The main interventions that work are listed here. Education PAIRED with a structural change in test ordering does lower utilization, as in the ionized calcium strategy mentioned earlier. In that case, ionized calcium testing was offered as a reflexive test after a cheaper and automated total calcium test, which the clinicians in the hospital found to be helpful. Computerized reminders during ordering are also helpful, although flooding clinicians with popup menus during test ordering is a recipe for disaster. Utilization report cards are a very helpful mechanism for allowing clinicians to see their own utilization (and perhaps that of their peers or subordinates, as well), and these have been proven to reduce outpatient test overutilization. More stringent limitations can also lead to lower utilization; if expensive sendout testing is being overordered by clinicians, requiring pathologist (or resident) approval is a good method to curb the practice. Finally, the most draconian method to reduce test utilization is simply to stop offering the test. There are a number of tests that are still currently available but have been replaced by better tests, as well as a wide variety of tests that are either of questionable clinical value or outright fraud, and it makes sense to disallow these tests entirely.

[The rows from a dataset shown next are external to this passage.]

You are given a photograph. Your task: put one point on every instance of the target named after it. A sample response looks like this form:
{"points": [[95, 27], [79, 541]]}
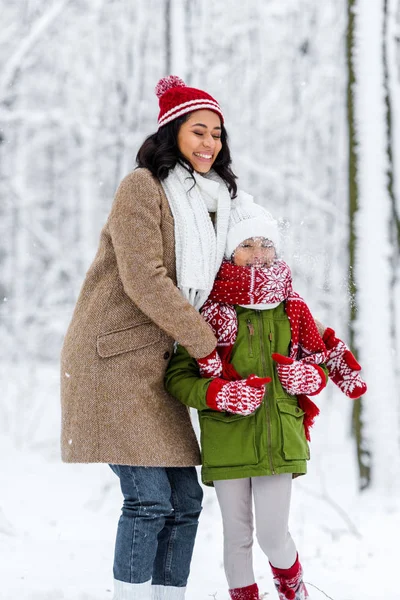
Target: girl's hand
{"points": [[298, 377], [241, 397], [343, 367]]}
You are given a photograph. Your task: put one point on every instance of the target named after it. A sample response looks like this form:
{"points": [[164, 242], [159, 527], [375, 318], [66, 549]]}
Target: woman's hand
{"points": [[241, 397], [298, 377]]}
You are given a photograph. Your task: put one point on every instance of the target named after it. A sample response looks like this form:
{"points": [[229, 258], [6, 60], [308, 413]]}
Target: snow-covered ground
{"points": [[58, 522]]}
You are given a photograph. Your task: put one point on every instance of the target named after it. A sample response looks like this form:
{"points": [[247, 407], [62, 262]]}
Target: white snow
{"points": [[58, 523]]}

As a summary, it is instructive to see the types of interventions that have been instituted over time by a single institution, in this case Massachusetts General Hospital (MGH). Over time, by reviewing ordering practices, by employing computerized physician order entry guidance, by discouraging long-term daily testing, and several other interventions, the Clinical Pathology faculty at MGH has seen sustained decreases in wasteful testing. The point of this slide, in conclusion, is to demonstrate that a successful approach to ensuring appropriate laboratory test utilization is multifaceted, and that the best approaches are ones that pair education with structural changes to testing to ensure long-term success.